改正後は、対象薬剤の薬剤費の4分の1が「特別の料金」として保険給付の外に置かれる。たとえば薬価1000円の薬を3割負担の患者が使う場合、現行の自己負担が300円であるのに対し、改正後は薬価1000円のうち250円が特別料金となり、残り750円が3割負担(225円)となるため、自己負担額が合計475円に膨らむ。厚労省の試算では、この見直しで年間約900億円の医療費削減を見込んでいる。
一方、現役世代の保険料軽減効果は加入者1人あたり年400円(月33円)にとどまるという。
保団連の竹田智雄会長は4月28日の声明で、対象薬剤と負担割合の拡大に歯止めがない点を問題視した。
昨年末の財務・厚労大臣の「大臣折衝事項」には、今後、対象範囲や負担割合を拡大していく方針が明記されている。4月24日の衆議院厚生労働委員会では、上野賢一郎厚労相が薬剤費全額を保険外として別途負担を求める可能性について「法制上は可能」と答弁した。保団連はこの点を取り上げ、際限のない負担拡大への懸念を示している。

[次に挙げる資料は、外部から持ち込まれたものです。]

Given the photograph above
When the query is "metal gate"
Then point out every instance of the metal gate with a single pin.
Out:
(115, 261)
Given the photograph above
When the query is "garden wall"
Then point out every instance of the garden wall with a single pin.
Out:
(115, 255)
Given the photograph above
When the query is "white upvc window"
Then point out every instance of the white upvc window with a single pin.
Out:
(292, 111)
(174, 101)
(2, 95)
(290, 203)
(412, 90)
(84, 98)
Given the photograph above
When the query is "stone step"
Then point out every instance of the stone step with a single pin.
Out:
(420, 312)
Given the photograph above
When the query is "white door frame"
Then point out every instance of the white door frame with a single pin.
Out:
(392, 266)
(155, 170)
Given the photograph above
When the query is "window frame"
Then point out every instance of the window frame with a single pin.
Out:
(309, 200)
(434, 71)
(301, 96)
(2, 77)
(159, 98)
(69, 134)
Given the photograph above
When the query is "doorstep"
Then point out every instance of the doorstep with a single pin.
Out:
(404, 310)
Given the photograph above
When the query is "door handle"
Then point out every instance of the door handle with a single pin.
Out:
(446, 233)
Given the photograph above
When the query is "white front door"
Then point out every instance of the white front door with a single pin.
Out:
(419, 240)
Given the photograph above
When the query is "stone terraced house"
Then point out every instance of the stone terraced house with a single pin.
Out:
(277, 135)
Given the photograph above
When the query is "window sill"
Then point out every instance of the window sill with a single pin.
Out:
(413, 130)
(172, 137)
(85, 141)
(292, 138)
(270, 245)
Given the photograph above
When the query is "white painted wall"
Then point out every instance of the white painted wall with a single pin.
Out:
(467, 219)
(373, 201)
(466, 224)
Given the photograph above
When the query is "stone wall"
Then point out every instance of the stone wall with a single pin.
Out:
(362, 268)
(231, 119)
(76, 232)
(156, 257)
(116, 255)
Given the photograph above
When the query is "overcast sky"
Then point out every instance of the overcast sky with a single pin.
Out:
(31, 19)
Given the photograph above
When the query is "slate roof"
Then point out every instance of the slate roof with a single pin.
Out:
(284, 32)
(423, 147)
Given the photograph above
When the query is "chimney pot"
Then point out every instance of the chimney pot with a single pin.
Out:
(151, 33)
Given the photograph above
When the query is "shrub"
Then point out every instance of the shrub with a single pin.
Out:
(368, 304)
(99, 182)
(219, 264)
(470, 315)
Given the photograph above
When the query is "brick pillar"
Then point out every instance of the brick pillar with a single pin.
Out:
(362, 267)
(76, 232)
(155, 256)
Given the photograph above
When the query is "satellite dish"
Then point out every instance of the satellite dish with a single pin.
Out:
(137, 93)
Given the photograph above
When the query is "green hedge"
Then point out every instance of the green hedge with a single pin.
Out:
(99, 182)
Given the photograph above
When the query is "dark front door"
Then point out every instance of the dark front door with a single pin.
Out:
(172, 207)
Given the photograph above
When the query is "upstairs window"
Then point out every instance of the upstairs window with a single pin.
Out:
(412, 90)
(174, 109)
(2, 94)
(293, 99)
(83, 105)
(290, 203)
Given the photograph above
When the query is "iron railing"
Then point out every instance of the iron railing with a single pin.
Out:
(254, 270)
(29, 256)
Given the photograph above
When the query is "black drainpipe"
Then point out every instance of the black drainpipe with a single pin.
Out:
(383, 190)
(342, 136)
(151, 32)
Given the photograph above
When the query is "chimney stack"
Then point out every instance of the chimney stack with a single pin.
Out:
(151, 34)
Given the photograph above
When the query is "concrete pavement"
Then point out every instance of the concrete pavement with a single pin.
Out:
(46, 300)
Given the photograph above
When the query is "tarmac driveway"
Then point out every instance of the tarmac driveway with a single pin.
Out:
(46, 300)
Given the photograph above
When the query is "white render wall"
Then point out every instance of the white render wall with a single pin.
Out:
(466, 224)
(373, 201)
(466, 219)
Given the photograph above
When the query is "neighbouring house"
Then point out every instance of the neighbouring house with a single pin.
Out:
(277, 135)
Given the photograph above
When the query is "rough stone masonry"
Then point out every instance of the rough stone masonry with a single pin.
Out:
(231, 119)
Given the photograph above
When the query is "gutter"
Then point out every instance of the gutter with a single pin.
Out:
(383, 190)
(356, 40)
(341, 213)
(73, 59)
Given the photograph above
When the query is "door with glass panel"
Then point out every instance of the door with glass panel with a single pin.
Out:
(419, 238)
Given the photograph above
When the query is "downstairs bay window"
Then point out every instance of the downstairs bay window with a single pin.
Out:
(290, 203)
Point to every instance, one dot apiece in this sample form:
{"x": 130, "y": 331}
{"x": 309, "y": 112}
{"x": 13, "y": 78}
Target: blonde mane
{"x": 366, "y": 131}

さらに深刻な論点がある。「一部保険外療養」の対象が薬剤以外の「その他の医療」にも広がりかねない法律の規定だ。
4月15日の衆議院厚生労働委員会で、厚生労働省の保険局長は「現時点では想定していない」と答弁。しかし上野厚労相は「規定ぶりとしてはそう読める」と述べ、将来の対象拡大を明確には否定していない。

花粉症患者、月1500円負担増の見込み」

現行の健康保険法63条1項は、疾病・負傷に対して診察、薬剤、処置・手術、看護などを一体で保険給付すると定めている。保団連は、今回の「一部保険外療養」がこの原則を崩し、日常的に使う薬を保険給付から外す仕組みだと批判した。
具体的な負担増の例として、花粉症で受診し内服薬1種類と点眼・点鼻薬を処方される患者のケースでは、月1500円の追加負担が生じるとしている。
保団連が呼びかけた、薬の追加負担をやめるよう求める署名には、短期間で11万筆超が集まった。対象薬を使用する患者からは「痒みや痛みが生活に及ぼす影響を軽視しないで」「安心して生活させてほしい」といった声が寄せられているという。

出産支援の拡充や高額療養費の年間上限新設も

法案には負担増の施策だけでなく、出産費用の軽減策も盛り込まれた。通常分娩の標準的な費用について妊婦の自己負担をなくし、医療保険から施設へ直接支払う仕組みへの移行を目指す。国民健康保険の子どもに係る均等割保険料の5割軽減措置は、未就学児から高校生年代まで拡充される見通しだ。
高額療養費制度では新たに年間上限が設けられる。
月ごとの自己負担が積み上がっても、年間上限に達した後はそれ以上の支払いが不要となる仕組みで、長期療養者のセーフティネット強化が狙いだ。
後期高齢者医療制度では、確定申告の有無にかかわらず上場株式の配当等の金融所得を保険料や窓口負担割合の判定に反映させ、不公平を解消する改正も含まれている。
OTC類似薬の追加負担は公布後1年以内に政令で定める日に施行予定で、2027年3月の開始が見込まれている。